Among its other ‘women-wooing’ ideas, UKIP says it will keep maternity and paternity leave (how generous), increase levels of free childcare and address the problem of female genital mutilation. Uninspiring and unoriginal to say the least. (Needless to say, it was so important to Farage to win over half of the UK’s population that he didn’t even bother to turn up to the launch event.)

 

But it’s not just UKIP that gets it wrong. Earlier this year, Harriet Harman said Labour intends to win over Britain’s absent female voters by bringing politics to “the school gate and the shopping centre”, thus single-handedly reducing women to mothers or those who shop. David Cameron is no angel either. In an interview with a women’s magazine earlier this year, he talked about his love of cooking and what a fun guy he is. Yuk.

These approaches are highly reductive and herein lies the problem; the political parties are totally missing the point. There is no such thing as ‘women’s issues’. They are just issues. They are important to and affect some (but not all) women, but they also affect men. Childcare, for example, affects anyone who is a parent, male or female.

True, there is the occasional issue, such as the ‘tampon tax’, that is not likely to be of interest to men, but these are in the minority. The majority of issues are relevant to both sexes. Whether male or female, we are all individuals who care about different combinations of issues. While some women might cheer on policies that promise more maternity leave, others don’t give two hoots about it. And the electorate inevitably sees through these somewhat patronising and tokenistic tactics.

By branding certain issues as belonging to women, the parties are showing just how out of touch they are, perpetuating out-dated and chauvinistic views. They are effectively saying that every woman should be concerned about these issues, regardless of whether they are gay or straight, Christian or Muslim, have children or do not, are single or married, are black, Asian, white or are employed or a full time mother.

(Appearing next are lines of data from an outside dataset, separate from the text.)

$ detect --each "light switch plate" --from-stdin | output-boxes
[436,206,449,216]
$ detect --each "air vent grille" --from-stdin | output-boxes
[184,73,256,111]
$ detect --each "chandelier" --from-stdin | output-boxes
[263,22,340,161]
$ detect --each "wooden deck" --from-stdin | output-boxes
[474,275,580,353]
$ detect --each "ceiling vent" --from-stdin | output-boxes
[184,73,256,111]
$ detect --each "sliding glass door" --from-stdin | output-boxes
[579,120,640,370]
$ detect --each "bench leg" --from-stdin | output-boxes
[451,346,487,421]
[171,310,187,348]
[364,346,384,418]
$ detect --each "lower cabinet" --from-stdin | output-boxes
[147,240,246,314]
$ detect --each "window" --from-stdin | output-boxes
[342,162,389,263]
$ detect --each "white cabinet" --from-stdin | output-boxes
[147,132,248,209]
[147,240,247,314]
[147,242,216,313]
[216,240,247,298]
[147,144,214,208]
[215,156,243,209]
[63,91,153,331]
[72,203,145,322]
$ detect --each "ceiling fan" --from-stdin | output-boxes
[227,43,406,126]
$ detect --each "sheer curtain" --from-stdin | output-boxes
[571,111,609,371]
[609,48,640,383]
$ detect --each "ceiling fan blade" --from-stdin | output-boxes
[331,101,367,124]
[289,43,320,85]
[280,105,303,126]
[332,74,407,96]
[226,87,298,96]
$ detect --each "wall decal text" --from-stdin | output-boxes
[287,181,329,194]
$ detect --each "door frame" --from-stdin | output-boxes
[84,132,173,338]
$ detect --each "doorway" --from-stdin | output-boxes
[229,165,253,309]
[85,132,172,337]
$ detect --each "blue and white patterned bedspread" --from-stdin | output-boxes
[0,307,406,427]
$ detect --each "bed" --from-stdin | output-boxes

Additionally, this approach implies that these are not topics that men should care about, discuss or wrestle with, thus also doing a disservice to men.

 

Instead of telling us what we ‘as women’ should be concerned about, they should listen to what is important to us as individuals. In no particular order, here are some of the issues I am concerned about:

  • Our ageing population;
  • Child poverty;
  • Welfare cuts;
  • The use of conflict minerals in our mobiles and computers;
  • Paternity leave being insufficient;
  • Funding cuts to the arts;
  • National debt;
  • The rise in cyber crime; and
  • Many many more.

None of these are especially relevant to my gender. So politicians take note; simply taking a list of female-friendly ideas and throwing them at us, saying: “Here you go, this ought to satisfy you lipstick-wearing lot”, is unsurprisingly not likely to be terribly effective.

I am not against pink buses or the ‘tampon tax’ or indeed people who base their vote on the prevalence or lack of these; just don’t expect it to swing my vote. I’ll be basing my choice on the issues that matter to me as an individual, not on those issues that are (largely incorrectly) assigned to my gender.